Liputan6.com, Jakarta - Kepala Badan Meteorologi Klimatologi dan Geofisika (BMKG) Dwikorita Karnawati mengakui situasi bencana, khususnya tsunami Selat Sunda, kerap diwarnai isu-isu sesat yang dapat menambah kepanikan masyarakat. Seperti yang terjadi pascatsunami Selat Sunda. Masyarakat diminta tidak mudah mempercayainya.
Ia pun meminta masyarakat tenang dan tetap waspada terhadap situasi alam. Masyarakat diimbau terus memantau informasi tepercaya yang dikeluarkan situs resmi BMKG dan Badan Geologi.
"Mohon terus diikuti melalui situs, medsos, atau aplikasi mobile Info BMKG serta aplikasi mobile Magma Indonesia dari Badan Geologi," ujar Dwikorita di Kantor BMKG, Selasa malam, 25 Desember 2018.
Advertisement
Aplikasi Magma Indonesia, kata Dwikorita, diperlukan karena memuat informasi secara real time tentang aktivitas vulkanik Anak Gunung Krakatau. Apalagi berdasarkan hipotesis sebelumnya, tsunami Selat Sunda dipicu aktivitas vulkanik, bukan gempa bumi tektonik.
"Kami menyadari dalam situasi seperti ini selalu muncul isu menyesatkan, maka agar kita tidak bingung, ketika ada isu mohon segera cek situs tadi.
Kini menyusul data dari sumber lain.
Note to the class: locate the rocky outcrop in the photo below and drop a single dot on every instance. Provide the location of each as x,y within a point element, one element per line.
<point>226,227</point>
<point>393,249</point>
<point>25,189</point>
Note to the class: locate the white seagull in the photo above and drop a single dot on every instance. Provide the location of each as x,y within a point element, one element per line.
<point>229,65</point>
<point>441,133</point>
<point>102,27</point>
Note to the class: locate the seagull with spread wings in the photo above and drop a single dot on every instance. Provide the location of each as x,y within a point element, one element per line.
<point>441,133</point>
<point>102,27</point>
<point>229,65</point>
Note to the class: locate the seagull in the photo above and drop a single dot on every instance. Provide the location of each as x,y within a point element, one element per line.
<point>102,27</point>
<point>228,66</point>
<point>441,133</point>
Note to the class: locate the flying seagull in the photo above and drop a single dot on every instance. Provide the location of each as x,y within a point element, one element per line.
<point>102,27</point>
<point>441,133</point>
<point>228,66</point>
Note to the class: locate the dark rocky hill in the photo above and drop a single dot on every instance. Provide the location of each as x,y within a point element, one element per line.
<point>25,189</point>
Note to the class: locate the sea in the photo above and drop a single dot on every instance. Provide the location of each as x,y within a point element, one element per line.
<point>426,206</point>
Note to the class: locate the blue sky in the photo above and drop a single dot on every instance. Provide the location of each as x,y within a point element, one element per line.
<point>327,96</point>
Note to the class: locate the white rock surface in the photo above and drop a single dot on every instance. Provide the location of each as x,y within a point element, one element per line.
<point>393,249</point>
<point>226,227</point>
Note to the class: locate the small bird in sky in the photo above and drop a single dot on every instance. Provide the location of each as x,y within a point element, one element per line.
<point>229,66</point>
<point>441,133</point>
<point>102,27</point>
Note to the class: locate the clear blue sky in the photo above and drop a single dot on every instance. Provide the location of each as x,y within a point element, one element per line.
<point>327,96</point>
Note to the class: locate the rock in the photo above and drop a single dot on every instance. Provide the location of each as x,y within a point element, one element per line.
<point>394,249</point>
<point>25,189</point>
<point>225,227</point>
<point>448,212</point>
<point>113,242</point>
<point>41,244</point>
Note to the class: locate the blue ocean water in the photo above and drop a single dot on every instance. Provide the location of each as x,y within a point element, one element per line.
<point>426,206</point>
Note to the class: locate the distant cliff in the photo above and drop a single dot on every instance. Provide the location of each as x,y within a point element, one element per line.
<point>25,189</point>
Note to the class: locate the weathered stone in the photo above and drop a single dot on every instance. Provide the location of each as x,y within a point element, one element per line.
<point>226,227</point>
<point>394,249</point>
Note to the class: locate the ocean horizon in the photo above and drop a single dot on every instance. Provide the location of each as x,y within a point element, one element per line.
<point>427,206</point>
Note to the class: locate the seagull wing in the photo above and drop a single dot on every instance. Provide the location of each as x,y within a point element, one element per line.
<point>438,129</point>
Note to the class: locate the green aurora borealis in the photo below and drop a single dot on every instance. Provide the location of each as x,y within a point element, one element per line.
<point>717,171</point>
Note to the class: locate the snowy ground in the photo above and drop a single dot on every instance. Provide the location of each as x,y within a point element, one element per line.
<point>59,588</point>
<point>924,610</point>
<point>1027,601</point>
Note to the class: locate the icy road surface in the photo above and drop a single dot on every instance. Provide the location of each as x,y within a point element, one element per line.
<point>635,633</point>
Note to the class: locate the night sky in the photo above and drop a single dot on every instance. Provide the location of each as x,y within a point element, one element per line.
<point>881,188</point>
Karena ini terkait erupsi vulkanik yang dapat memicu, maka pantau Magma Indonesia," tuturnya.
BMKG sendiri telah mengaktifkan enam alat sensor seismograf agar bisa mendeteksi getaran atau tremor yang diakibatkan aktivitas vulkanik Anak Gunung Krakatau. Alat tersebut sebenarnya hanya digunakan untuk mengukur aktivitas tektonik yang berupa getaran besar, bukan vulkanik yang getarannya kecil.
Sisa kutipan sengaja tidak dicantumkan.